Opinion leaders trying to preserve a conciliatory perspective regarding China found it acutely difficult to do so when Beijing conducted a vigorous propaganda campaign to shift the blame for the global pandemic onto the United States. The Chinese government and state media began promoting the ugly assertion that Washington may have initiated the pandemic as part of a bioweapons program. Stories appeared in China’s state-run media referring to the “American coronavirus” and emphasizing the participation of U.S. Army personnel at athletic games in Wuhan in October 2019, just before the first signs of the coronavirus began to appear. A furious Pompeo denounced the Chinese government for making such allegations.

An early March 2020 article published in Xinhua, the official Chinese news agency, upset Americans even more. A diplomat in the PRC foreign ministry strongly hinted that his country might impose export controls to withhold antibiotics and other life-saving drugs from American consumers. Those controls, he stated, would plunge America “into the mighty sea of coronavirus.” It seemed unlikely that he could have made such an inflammatory statement without the approval of senior Chinese leaders.

The implicit threat in the Xinhua article focused public and press attention in the United States on how the country was heavily dependent (by some estimates, in excess of 80 percent) on pharmaceutical ingredients from China. The heightened realization spurred a conservative media campaign to reduce such dependence on a less-than-friendly foreign power.

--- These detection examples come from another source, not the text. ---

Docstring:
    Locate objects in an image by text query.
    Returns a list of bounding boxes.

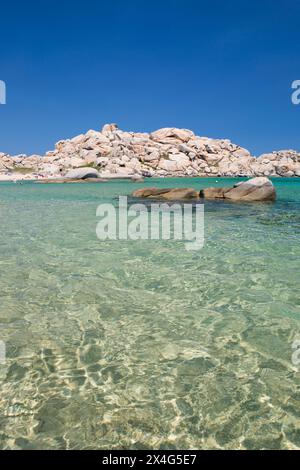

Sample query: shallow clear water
[0,178,300,449]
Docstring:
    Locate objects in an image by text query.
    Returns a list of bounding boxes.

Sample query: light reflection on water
[0,178,300,449]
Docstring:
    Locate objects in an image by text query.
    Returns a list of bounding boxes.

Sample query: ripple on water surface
[0,179,300,449]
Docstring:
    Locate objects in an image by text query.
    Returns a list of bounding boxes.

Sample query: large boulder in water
[132,188,199,201]
[200,176,276,201]
[65,167,100,180]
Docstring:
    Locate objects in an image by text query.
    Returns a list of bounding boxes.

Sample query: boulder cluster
[0,124,300,179]
[132,176,276,202]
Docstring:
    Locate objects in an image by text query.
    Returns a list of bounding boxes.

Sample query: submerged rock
[200,177,276,201]
[132,188,199,201]
[65,167,100,180]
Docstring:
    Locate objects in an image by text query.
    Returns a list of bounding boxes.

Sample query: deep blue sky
[0,0,300,154]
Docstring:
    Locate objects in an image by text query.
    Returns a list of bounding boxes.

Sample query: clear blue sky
[0,0,300,155]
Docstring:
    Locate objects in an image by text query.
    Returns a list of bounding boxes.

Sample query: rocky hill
[0,124,300,180]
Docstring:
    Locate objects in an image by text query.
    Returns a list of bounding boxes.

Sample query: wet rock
[132,188,199,201]
[200,177,276,201]
[65,167,100,180]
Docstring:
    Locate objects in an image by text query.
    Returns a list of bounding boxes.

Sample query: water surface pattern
[0,178,300,449]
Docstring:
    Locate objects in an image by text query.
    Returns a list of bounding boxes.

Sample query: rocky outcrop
[132,188,199,201]
[132,177,276,201]
[65,167,99,180]
[0,124,300,179]
[200,177,276,201]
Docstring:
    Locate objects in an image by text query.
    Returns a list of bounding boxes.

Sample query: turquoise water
[0,178,300,449]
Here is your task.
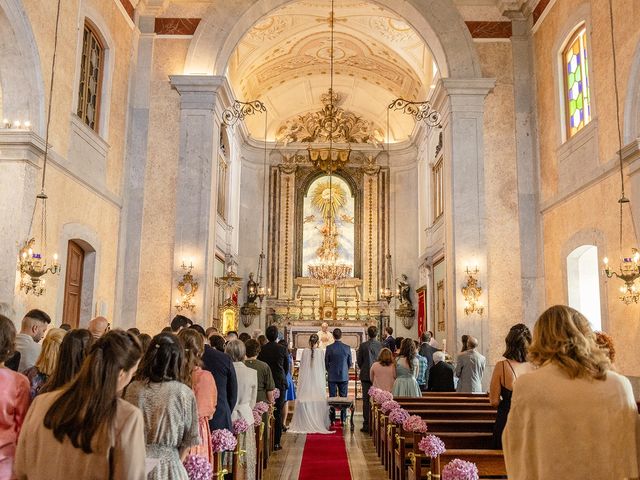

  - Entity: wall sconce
[175,260,198,313]
[462,267,484,315]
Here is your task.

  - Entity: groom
[324,328,351,425]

Alarm about the vulnerability was most evident in articles by conservative and economic nationalist analysts, but it was no longer confined to those ideological factions.

Mounting public distrust of China and anger about Beijing’s handling of the coronavirus issue made it increasingly difficult for media defenders of close bilateral ties with Beijing to stay the course. Citing a new Harris poll, columnist Josh Rogin concluded that “the coronavirus crisis is actually bringing Americans together on the China issue.” But the nature of that growing consensus should greatly worry Beijing. “Republicans and Democrats now largely agree that the Chinese government bears responsibility for the spread of the pandemic, that it can’t be trusted on this or any other issue, and that the U.S. government should maintain a tough position on China on trade and overall, especially if Beijing again falters in its commitments.”

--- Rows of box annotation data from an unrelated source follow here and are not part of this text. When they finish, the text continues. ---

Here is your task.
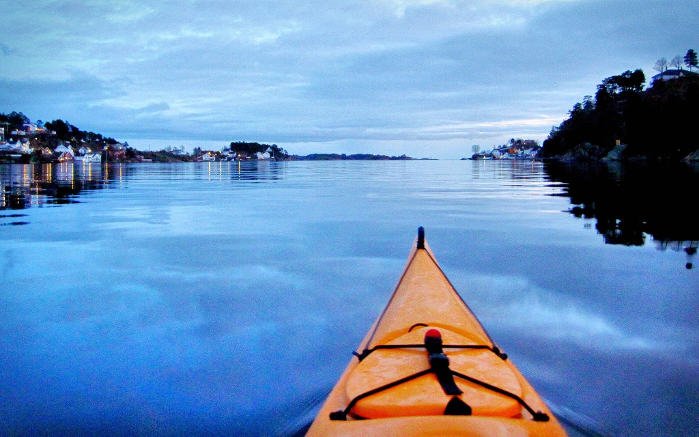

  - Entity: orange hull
[307,228,566,437]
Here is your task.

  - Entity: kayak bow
[307,227,566,437]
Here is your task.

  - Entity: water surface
[0,161,699,436]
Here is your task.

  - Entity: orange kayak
[307,228,566,437]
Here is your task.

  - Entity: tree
[684,49,699,71]
[653,58,670,73]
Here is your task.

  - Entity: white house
[54,144,75,157]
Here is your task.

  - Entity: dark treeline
[229,141,289,159]
[542,64,699,160]
[0,111,117,147]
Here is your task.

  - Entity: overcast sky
[0,0,699,158]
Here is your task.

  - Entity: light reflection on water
[0,161,699,436]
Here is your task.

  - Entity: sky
[0,0,699,159]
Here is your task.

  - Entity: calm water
[0,161,699,437]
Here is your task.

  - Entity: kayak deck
[307,228,566,436]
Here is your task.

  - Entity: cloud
[0,0,699,157]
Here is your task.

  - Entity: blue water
[0,161,699,436]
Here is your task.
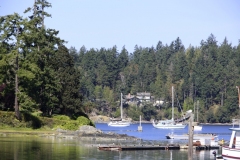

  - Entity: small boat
[166,133,218,140]
[194,126,202,131]
[222,119,240,160]
[108,93,130,127]
[222,86,240,160]
[152,86,187,129]
[194,101,203,131]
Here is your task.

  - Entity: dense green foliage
[0,111,94,130]
[0,0,87,125]
[70,34,240,123]
[0,0,240,124]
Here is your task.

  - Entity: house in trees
[124,92,154,105]
[136,92,153,102]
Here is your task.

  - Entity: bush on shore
[0,111,95,130]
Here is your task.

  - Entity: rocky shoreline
[0,125,141,143]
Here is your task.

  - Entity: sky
[0,0,240,53]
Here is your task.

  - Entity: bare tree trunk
[14,51,21,120]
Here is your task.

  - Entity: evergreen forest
[0,0,240,123]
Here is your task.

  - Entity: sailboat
[152,86,186,129]
[108,93,130,127]
[222,86,240,160]
[194,101,202,131]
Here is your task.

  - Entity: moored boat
[222,119,240,160]
[166,133,218,140]
[108,93,130,127]
[152,86,187,129]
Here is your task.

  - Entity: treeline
[0,0,240,123]
[69,34,240,123]
[0,0,84,120]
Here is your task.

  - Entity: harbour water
[0,124,231,160]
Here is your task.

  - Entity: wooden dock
[98,145,219,151]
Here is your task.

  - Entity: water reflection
[0,136,219,160]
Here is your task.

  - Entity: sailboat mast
[172,86,174,121]
[120,93,123,119]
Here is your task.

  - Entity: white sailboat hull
[166,134,217,140]
[152,86,187,129]
[222,126,240,160]
[222,146,240,160]
[153,122,187,129]
[194,126,202,131]
[108,93,130,127]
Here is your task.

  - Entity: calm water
[0,124,230,160]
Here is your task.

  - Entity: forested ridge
[0,0,240,123]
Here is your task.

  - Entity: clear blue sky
[0,0,240,53]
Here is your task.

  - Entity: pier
[98,144,220,151]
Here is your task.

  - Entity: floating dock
[98,145,219,151]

Chinese leaders have only themselves to blame for that development. The Xi government’s increasingly abrasive policies—including unfair trade practices, schemes to erode Hong Kong’s political autonomy, escalating attempts to bully democratic Taiwan, mistreatment of the Uighur minority, and Xi’s tightening authoritarian rule inside the PRC—had already provided abundant ammunition for China’s enemies in the United States. But Beijing’s arrogant, duplicitous behavior in response to the coronavirus pandemic has given America’s China policy hawks a gift they scarcely could have imagined.